Colony Management-Related Diseases

● Poor husbandry practices can lead to a wide range of health issues, including those related to experimental procedures.

● Maintaining the cleanliness of animal cages, bedding, water and food, as well as laboratory equipment, is crucial.

● High moisture content in bedding can lead to rapid bacterial growth, increasing the incidence of urinary tract infections and potentially causing mammary gland inflammation and skin lesions. Bacterial urease production in the saturated area of bedding can elevate ammonia levels.
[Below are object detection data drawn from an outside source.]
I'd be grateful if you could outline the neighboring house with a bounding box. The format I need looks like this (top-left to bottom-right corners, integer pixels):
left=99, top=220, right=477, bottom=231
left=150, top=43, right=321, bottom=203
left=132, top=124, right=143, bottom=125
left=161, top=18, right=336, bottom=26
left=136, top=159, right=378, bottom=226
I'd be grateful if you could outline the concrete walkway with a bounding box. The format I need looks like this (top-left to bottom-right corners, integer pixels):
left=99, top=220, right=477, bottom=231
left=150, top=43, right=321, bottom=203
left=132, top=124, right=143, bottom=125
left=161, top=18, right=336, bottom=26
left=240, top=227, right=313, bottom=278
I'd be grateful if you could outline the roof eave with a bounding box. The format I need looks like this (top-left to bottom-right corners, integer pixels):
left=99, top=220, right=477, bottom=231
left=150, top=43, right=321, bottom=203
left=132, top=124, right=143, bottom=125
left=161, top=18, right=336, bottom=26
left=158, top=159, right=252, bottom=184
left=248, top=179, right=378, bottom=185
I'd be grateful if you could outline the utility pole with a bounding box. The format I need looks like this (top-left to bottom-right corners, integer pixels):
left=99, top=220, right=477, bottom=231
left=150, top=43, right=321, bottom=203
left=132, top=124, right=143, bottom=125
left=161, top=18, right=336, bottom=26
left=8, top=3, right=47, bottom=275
● High moisture content in feed can potentially increase environmental fungal spore contamination through the proliferation of molds. Considerations for air quality may also include factors such as ammonia levels, carbon dioxide levels, dust, residual disinfectants, and pollutants.

● Rats are highly sensitive to factors such as temperature, humidity, noise, vibration, light, indoor activity, and other perceivable environmental changes. Tail necrosis symptoms are associated with relative humidity levels below 40%, but other factors may also be involved. Tail necrosis is primarily seen in young rats, typically nursing pups, characterized by the formation of distinct ring-like constrictions on the tail and toes.

● Rats, especially albino rats lacking protective iris pigment deposition, are prone to retinal degeneration when exposed to environmental light levels above a certain threshold. This threshold depends on light intensity, the duration of the light-dark cycle, and the previous exposure of the animals to light levels. In addition to pure retinal damage, exposure to high-intensity light at 1600 lux for 12 hours daily for 8 days can lead to Harderian gland necrosis, which may be a consequence of the photosensitivity of porphyrin secretions.

Injuries and Iatrogenic Diseases

● Traumatic injuries are not common in rats. Compared to mice, group-housed rats are much less likely to sustain injuries from fighting.

● There have been reports of ulcerative dermatitis in rats, associated with Staphylococcus aureus and self-inflicted scratching.

● Paralytic ileus can occur following intraperitoneal injection of chloral hydrate and may sometimes lead to death. This condition shares similarities with the pathological changes caused by Tyzzer's disease in young rats, making them prone to confusion. Clinical symptoms typically manifest a few days after anesthesia, including lethargy, anorexia, and abdominal distension. The most pronounced dilation occurs in the jejunum, ileum, and cecum.



[1]Fox J G, Anderson L C, Otto G, et al. Laboratory Animal Medicine:Third Edition[M]. 2015.